With this view of the subject before us, what have we to do? What is our privilege and our duty in the premises? It is that we draw near to God, the Author of our faith, in humility and in obedience to all his requirements, remembering our covenants sacredly before Him, that our cause may reach His ears, and when He sees our trouble He will in His own good time step forth and deliver us. We have erred and sinned more or less, some of our children may have departed from the way of the Lord. If we have violated the Sabbath, taken the name of the Lord in vain, or violated any of our covenants, it is time for us to turn to the Lord and do so no more. If we do this, He in his own due time will say, "Hitherto shall thou come but no further, and here let thy proud waves be stayed." While, then, we see all the blandishments of civilization among us, while we see all the troubles that human governments can make, in our view we have only to trust in God as Daniel did. Notwithstanding the edict of the King, he worshipped the True and Living God. So must we. And peradventure all these things must happen to us. There are a great many among us who say, "Lord, Lord," and do not pretend to do the things which God requires of us. We have to keep the commandments of God, we have to sense it, and to learn the lesson in all sobriety. Have we any time to waste with these outside characters? Have we any time to dally around grog-shops and play in billiard saloons? No, my brethren and sisters, we have not. It is our duty to be alive to our work, day by day, knowing that the eyes of God are upon us. It is He that will do all things marvelously well for us; it is He that will fight our battles for us. Then the only way for us to gain deliverance is to remain devoted to his service, that we may help to build up His kingdom, and be found worthy of that assistance which He has promised to render us in the time of need.
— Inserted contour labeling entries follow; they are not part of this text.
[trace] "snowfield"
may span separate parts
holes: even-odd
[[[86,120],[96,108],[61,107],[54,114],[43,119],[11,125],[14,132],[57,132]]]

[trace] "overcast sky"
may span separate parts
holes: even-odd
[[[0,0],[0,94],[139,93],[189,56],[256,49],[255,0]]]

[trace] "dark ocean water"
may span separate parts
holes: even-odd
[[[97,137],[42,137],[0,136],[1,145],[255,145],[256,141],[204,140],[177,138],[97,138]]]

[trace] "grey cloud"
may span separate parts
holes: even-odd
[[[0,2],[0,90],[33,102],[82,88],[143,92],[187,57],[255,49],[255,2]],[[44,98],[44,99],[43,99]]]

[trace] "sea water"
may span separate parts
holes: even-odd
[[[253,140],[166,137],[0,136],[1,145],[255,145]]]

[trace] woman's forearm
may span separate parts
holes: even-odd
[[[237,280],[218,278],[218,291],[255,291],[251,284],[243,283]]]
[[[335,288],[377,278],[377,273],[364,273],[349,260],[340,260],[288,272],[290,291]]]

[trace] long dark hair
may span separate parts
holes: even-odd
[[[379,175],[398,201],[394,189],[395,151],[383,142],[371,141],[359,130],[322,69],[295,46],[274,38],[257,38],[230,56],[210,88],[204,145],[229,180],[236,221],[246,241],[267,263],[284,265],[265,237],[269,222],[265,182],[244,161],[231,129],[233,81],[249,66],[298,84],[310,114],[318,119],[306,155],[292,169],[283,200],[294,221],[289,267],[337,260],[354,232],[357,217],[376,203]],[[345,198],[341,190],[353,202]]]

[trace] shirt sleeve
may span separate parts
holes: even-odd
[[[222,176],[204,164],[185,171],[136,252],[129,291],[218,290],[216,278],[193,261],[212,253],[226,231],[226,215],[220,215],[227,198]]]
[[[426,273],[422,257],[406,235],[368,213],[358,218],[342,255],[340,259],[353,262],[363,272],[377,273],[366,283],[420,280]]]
There are two sides to this question. Peradventure it may be necessary that our enemies should carry out the works of their father, the devil, that they may show sooner or more fully to the heavens when the purpose and measure of their wickedness is full. As to the ultimate establishment of truth on the earth, there is no question. The prophets have all prophesied of it, the angels have looked forward to it with glorious anticipation, and we have the testimony of the Holy Ghost that this work shall be accomplished. The thing for us to do is to live true and faithful to our religion, irrespective of what may be going on around us.
That the Lord may inspire us by his Spirit to be faithful to our duty, to draw near to him, leave the wickedness of the world alone, and sanctify ourselves before him, is my earnest prayer, in the name of Jesus. Amen.